Shockingly, most companies are not interested in chasing the customer who wants the corvette for $25k. And yes, you can sustainably build a car for $25k, or maybe even a bit less... but it's not gonna be a corvette either. It's gonna be a midrange that you've "cut down" with feature lockout, or it's gonna be the shitbox econo-model that was bad to start with.
> Nvidia, as #1, no longer needs to compete and has stopped winning via low cost, high performance GPUs. This opened a giant opportunity for AMD GPUs to give those things to consumers and start winning against Nvidia.
> But instead AMD has just followed Nvidia into making slow, uncompetitive GPUs at high prices.
I am not really sure they could do that. If nvidia cards are cheaper to produce, then for AMD just ordering more cards can end in massive losses short term, and much less profit long term, as customers demand cheaper cards. Nvidia always could lower their prices as the updog, and hurting AMD really bad.
But yes, in retrospective, knowing that the demand for GPUs would remain ridiculously high for years, the best move for AMD was ordering and producing much much more cards. As the best move for us customers were jumping into crypto. (Not necessarily the best strategy.)
I'm not sure that's true when even Intel's low cost GPU offerings are not doing any better. The cheaper AMD's RX7600 is probably a better value than Intel's more expensive A770. Nvidia's newest RTX 4060 is in that price range too, also performs similarly, but will probably have more mindshare.
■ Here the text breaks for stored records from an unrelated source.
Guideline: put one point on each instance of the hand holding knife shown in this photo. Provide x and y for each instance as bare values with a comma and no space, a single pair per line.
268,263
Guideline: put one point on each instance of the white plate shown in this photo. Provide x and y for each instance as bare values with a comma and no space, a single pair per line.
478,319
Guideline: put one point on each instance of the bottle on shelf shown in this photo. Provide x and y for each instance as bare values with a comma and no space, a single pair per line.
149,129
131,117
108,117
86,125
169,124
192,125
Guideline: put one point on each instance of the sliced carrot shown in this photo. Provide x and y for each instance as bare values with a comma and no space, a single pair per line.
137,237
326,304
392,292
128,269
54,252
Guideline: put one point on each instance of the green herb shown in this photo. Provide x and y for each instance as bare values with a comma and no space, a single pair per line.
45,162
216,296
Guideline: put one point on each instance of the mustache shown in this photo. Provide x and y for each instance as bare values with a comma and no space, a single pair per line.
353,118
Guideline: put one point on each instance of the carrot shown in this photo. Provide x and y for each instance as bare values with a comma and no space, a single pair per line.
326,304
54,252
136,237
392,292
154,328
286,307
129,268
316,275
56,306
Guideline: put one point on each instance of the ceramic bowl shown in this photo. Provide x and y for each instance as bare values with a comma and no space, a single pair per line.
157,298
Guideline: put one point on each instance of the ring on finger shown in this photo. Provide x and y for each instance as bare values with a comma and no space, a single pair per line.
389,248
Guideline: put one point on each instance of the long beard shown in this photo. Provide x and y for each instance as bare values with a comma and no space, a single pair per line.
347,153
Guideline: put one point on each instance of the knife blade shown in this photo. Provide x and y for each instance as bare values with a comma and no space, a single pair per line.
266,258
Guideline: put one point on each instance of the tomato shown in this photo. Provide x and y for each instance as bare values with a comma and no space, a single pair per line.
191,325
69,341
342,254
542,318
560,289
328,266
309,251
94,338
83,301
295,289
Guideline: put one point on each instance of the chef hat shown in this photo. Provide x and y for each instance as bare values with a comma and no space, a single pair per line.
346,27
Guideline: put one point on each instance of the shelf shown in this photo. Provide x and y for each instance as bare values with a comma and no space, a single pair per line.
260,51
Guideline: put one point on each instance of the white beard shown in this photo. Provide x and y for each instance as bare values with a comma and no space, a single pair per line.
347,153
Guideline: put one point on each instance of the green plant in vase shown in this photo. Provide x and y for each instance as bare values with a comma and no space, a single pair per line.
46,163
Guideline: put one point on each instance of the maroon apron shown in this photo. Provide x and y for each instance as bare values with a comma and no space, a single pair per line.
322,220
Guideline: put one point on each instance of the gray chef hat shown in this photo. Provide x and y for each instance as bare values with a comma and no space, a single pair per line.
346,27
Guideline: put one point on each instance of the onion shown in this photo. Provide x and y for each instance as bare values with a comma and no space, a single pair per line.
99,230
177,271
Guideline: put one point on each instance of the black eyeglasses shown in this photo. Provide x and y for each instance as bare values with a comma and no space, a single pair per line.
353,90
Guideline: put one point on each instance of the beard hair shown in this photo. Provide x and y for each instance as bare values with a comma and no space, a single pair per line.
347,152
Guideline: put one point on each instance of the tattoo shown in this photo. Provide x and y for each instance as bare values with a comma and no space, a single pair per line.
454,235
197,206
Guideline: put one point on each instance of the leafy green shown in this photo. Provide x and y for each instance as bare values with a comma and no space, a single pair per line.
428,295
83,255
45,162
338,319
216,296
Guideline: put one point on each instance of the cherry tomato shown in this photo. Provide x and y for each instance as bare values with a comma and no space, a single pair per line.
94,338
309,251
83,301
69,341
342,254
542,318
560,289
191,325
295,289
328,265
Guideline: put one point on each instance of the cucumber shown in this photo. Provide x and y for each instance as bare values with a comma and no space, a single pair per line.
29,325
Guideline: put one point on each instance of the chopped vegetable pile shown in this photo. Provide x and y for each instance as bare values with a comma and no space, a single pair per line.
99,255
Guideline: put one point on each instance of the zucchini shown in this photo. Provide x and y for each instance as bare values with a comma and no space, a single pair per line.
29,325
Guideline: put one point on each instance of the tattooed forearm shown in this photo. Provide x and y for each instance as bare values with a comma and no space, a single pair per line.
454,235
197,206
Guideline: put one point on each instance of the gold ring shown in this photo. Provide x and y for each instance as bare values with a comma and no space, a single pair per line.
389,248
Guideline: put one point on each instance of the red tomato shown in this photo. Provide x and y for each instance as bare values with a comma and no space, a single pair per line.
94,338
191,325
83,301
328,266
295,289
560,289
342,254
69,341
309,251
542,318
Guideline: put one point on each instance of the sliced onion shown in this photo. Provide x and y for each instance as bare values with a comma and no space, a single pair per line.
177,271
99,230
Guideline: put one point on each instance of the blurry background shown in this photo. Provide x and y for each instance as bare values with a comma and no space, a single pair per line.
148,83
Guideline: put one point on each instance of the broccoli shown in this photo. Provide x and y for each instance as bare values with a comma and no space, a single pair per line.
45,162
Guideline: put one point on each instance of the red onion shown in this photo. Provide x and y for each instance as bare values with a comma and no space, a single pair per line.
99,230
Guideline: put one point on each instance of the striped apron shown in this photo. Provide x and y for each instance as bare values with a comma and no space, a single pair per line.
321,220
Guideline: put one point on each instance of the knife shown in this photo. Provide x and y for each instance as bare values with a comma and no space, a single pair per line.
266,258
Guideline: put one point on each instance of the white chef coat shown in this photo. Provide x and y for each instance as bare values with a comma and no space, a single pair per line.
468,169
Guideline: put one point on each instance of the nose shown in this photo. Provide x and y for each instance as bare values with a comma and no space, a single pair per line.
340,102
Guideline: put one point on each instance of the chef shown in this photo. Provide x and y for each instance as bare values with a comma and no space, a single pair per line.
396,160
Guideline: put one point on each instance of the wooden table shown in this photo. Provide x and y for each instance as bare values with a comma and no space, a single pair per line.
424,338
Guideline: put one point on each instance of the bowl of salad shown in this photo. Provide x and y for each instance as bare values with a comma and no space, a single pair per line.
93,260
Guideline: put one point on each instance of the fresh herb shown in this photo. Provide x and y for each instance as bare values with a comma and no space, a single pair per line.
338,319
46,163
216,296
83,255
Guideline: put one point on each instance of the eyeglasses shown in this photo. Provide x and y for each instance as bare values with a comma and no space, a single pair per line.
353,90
Intel from what I can tell has better hardware than AMD, but they have even worse software than AMD.
It's really just Nvidia firmly winning the entire market the good old fashioned way. Those who can compete still can't hold a candle, and the market at large is content to keep buying Nvidia because their stuff is simply That Fucking Good(tm).
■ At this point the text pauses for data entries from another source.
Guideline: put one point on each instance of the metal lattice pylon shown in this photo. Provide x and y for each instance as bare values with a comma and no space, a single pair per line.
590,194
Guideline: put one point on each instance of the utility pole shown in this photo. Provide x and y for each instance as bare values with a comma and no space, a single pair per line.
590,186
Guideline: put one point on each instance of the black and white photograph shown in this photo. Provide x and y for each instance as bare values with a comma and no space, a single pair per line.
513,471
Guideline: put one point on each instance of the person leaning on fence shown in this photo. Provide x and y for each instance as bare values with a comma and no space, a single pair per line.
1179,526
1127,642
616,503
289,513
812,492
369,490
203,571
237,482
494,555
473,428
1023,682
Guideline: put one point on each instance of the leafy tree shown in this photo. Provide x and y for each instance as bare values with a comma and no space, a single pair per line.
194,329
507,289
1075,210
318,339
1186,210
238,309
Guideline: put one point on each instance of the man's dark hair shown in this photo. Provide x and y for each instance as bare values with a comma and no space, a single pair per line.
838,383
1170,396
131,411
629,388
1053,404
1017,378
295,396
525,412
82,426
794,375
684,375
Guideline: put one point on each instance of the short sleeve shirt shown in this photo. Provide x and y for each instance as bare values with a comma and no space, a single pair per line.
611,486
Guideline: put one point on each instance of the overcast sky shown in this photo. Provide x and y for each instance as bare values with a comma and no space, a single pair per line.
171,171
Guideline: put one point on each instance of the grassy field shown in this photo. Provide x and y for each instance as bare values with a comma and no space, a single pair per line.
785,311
It's Nvidia's market to lose, and they clearly aren't losing any time soon.
I'd say AMD still has worse software than Nvidia too, even before GPGPU/CUDA. About a year ago, I swapped a 1080TI with a friend's 5700XT because he was having crashing issues with games. I use it fine now with Linux drivers, so I doubt it was a hardware issue.
AMD drivers exist in this weird state of tautological pseudo-goodness where they're good as long as you ignore all the times they aren't. And if you point it out, people dig in with the "well I've never had a problem in 15 years now" and "go look at NVIDIA's tech support forum, they have bugs too".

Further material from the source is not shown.